経済産業省:キャッシュレスに関する説明資料等 https://www.meti.go.jp/policy/mono_info_service/cashless/cashless_documents/index.html

バックオフィス改革による生産性向上

企業が生産性を飛躍的に高めるためには、バックオフィス業務等を徹底的に効率化し、経営者自身も含む希少な人的資源が価値を生み出す仕事に集中できる体制を作ることが重要です。また、最も多くの中小企業が重視する経営課題として、コスト削減や業務効率化を挙げているのですが、実態としては具体的に実行することが難しいと言われています。

参考:経済産業省「FinTechビジョン」https://www.chusho.meti.go.jp/koukai/kenkyukai/smartsme/2019/190313smartsme11.pdf,p.26

例えば、企業にとってキャッシュレスの普及は、経理処理の簡素化やレシートの廃止によるペーパーレス化も図れます。特に人の手による現金の取り扱いは人的エラーによる売上損失を発生させるリスクがあるため、キャッシュレス活用は業務改善の大きなポイントとなります。今では、請求書や領収書などの帳票もスキャナ機器を使う事で容易にデジタル変化をする事が出来て、ペーパーレス化や会計の自動化にもつながっています。

キャッシュレスはバックオフィス改革を後押しする大きな力となるのです。クラウド会計・経理サービス等のクラウドITツールは、中小企業における財務・経理等のバックオフィス業務の自動化、効率化、リアルタイム管理を実現することが期待されます。

観光産業の多い沖縄は、外国人観光客のキャッシュレス対応は不可欠です。日本の通貨だけの決済では、外国人観光客の需要に応えることができません。外国人観光客のインバウンド消費を上げるためにもキャッシュレス導入に取り組みましょう。

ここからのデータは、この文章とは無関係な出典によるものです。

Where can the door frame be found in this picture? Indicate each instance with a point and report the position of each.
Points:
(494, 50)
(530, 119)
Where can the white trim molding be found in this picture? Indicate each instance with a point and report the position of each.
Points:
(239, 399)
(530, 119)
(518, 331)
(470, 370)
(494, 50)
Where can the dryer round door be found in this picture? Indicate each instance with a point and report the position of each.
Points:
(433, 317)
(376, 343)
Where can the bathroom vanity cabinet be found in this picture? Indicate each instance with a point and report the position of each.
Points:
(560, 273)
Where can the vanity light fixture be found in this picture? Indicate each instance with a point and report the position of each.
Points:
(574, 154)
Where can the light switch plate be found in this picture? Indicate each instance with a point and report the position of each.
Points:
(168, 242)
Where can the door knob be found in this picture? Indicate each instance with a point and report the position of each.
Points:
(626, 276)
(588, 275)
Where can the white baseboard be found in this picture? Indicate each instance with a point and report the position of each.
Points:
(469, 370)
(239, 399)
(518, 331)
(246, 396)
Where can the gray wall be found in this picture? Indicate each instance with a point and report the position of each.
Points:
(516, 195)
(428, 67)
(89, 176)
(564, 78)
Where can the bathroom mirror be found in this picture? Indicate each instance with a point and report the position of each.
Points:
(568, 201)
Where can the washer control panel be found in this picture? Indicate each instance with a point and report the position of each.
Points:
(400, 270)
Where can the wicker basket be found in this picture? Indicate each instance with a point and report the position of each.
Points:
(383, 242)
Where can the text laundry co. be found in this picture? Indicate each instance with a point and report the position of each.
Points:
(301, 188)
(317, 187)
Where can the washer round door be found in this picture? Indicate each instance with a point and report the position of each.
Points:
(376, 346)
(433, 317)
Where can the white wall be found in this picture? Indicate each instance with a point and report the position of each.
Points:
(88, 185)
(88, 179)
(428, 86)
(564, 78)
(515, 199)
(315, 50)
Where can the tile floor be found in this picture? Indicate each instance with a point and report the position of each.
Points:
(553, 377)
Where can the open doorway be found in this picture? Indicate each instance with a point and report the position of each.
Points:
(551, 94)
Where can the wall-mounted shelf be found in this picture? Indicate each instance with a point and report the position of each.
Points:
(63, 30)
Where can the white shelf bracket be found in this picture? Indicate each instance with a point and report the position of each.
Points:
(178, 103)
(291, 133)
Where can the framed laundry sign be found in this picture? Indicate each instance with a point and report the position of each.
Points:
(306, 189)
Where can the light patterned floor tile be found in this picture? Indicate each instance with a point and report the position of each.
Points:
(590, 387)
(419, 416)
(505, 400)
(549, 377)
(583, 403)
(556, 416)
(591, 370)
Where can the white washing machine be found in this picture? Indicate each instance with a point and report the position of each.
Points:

フィンテック(FinTech)と呼ばれる革新的なサービスは、IoT(Internet of Things)、ビッグデータ、人工知能(AI)といった技術を使って革新的な金融サービスを提供する事に繋がります。フィンテックは、企業の生産性向上や個人の豊かな暮らしにも、ますます関わってくるサービスです。

まずは、オンライン家計簿で毎日の生活費や小遣いのお金の流れをチェックすることで無駄な出費を抑制する事に繋がります。企業の場合は、会計をクラウド会計化することで手動での会計処理を銀行・クレジットサービスなどのオンライン金融サービスとの連携により会計処理の仕分け作業を自動化する事が出来ます。

経費精算や年末調整やその他事務作業もクラウドサービス導入により人手不足を解消する事が可能になります。まず、すぐ出来ることから一歩フィンテックの恩恵を感じてみませんか。

金融に関わる人の働き方が変わる

フィンテックにより、銀行の在り方や経理業務が大きく変わりつつあります。企業も変革に対応すると同時に業務の見直しが必要になります。フィンテックの活用で働き方改革を進め、顧客や従業員の満足度を高めましょう。